I'd like to get through Sunday without bingeing. I have a plan to counteract what I did last week, so that's good. You know what? I think I would recommend ICMYT as a great way to focus on overcoming bulimia. It's helping me, at any rate. I was watching this guy in the coffee shop eating carrot cake earlier. He was shovelling it in, cutting up the next piece as he was swallowing one bit. It made me think that he wasn't actually tasting or savouring his cake, but just wolfing it down. That's what I would have done before. But now, every mouthful is savoured, and eating slowly makes a massive difference. It's kind of frustrating when something is delicious, and I realise that I'm full!!
Anyway, it's been a good Saturday, so I'm pleased about that. *Fingers crossed* that I can get through Sunday as successfully. I really really really dont' want to binge.0 -
You sound like you are doing really well Honey so well done you!

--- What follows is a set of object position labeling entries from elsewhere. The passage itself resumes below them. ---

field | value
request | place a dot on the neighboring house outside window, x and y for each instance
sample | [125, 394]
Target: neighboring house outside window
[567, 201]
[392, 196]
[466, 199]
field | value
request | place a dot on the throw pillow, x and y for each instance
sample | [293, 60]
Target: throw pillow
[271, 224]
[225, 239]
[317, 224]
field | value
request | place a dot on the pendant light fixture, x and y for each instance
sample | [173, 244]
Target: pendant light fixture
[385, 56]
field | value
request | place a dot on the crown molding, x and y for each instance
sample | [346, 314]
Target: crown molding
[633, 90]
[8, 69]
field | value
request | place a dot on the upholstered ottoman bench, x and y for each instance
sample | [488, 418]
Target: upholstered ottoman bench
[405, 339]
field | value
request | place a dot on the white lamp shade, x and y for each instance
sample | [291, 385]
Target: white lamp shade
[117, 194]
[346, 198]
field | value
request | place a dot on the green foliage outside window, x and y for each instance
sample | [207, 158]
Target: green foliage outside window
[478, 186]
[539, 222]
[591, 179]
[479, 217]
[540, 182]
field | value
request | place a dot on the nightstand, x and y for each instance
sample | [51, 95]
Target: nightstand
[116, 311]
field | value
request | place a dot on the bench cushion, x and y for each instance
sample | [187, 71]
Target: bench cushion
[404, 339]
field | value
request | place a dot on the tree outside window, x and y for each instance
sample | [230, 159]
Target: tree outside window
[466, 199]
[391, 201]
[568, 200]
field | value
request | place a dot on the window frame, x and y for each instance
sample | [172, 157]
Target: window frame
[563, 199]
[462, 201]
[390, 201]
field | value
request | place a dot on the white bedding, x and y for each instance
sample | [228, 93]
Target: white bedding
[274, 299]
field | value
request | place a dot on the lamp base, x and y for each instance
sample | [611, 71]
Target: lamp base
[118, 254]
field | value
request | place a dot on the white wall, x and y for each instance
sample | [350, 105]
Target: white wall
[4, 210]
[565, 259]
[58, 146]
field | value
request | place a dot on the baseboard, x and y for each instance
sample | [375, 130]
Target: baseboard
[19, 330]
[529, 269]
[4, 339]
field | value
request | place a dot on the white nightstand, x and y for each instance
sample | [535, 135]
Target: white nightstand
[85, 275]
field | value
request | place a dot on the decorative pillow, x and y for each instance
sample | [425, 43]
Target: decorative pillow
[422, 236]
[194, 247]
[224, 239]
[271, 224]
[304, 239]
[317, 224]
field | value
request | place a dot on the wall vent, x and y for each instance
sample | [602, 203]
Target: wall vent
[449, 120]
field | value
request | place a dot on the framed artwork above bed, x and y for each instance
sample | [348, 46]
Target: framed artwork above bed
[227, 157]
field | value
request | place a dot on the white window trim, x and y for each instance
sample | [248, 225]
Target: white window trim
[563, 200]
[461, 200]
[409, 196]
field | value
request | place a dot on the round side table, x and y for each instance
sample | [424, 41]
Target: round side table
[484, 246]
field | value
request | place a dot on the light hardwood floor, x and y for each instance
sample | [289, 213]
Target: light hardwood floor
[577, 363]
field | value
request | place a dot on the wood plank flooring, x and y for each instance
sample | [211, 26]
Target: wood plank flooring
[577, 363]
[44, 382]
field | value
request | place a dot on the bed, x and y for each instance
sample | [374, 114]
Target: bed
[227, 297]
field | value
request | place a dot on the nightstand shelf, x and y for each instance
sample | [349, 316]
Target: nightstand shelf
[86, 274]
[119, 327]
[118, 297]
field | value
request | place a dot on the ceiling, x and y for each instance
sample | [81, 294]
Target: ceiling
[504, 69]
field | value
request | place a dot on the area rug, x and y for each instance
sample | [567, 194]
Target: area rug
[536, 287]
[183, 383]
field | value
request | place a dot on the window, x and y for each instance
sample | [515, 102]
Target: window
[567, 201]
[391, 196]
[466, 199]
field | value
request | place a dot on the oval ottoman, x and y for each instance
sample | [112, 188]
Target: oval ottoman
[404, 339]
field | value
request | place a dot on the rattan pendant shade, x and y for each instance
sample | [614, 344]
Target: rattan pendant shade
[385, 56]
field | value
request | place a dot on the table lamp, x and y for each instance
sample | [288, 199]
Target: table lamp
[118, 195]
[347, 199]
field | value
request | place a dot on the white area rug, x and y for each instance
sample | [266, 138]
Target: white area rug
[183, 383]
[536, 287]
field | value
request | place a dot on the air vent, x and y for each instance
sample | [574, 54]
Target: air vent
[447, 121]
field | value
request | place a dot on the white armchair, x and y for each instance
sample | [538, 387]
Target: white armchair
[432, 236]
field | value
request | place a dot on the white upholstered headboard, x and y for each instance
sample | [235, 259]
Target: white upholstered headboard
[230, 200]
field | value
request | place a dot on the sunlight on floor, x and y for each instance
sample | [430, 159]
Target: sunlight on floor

I felt the urge to eat and eat on Friday (had this terrible hollow feeling) and I've worked out why. I was feeling really emotional on Friday and I was using the food to stuff back down the emotion. Needless to say I should have just dealt with that a moved on but I didn't. However I wasn't hungry the rest of the day after pigging out all morning so at least I tuned in after that and didn't eat for the sake of it.
Have eaten brekkie this morning and I think I am needing a coffee (not had one yet just fruit juice) and yet I am telling myself I need to eat something instead. In the past I would have just eaten whatever was to hand but I am trying to focus on my emotion and what I am feeling and work out whats really going on. It's going to take some time as old habits do die hard but feeling positive that I can start listening to my body. Really the weighloss is an added bonus, my main focus is now shifting to having a better relationship with food. My H still talks about food as being good and bad and I am realising that its wrong to view it that way. Its just food. end of.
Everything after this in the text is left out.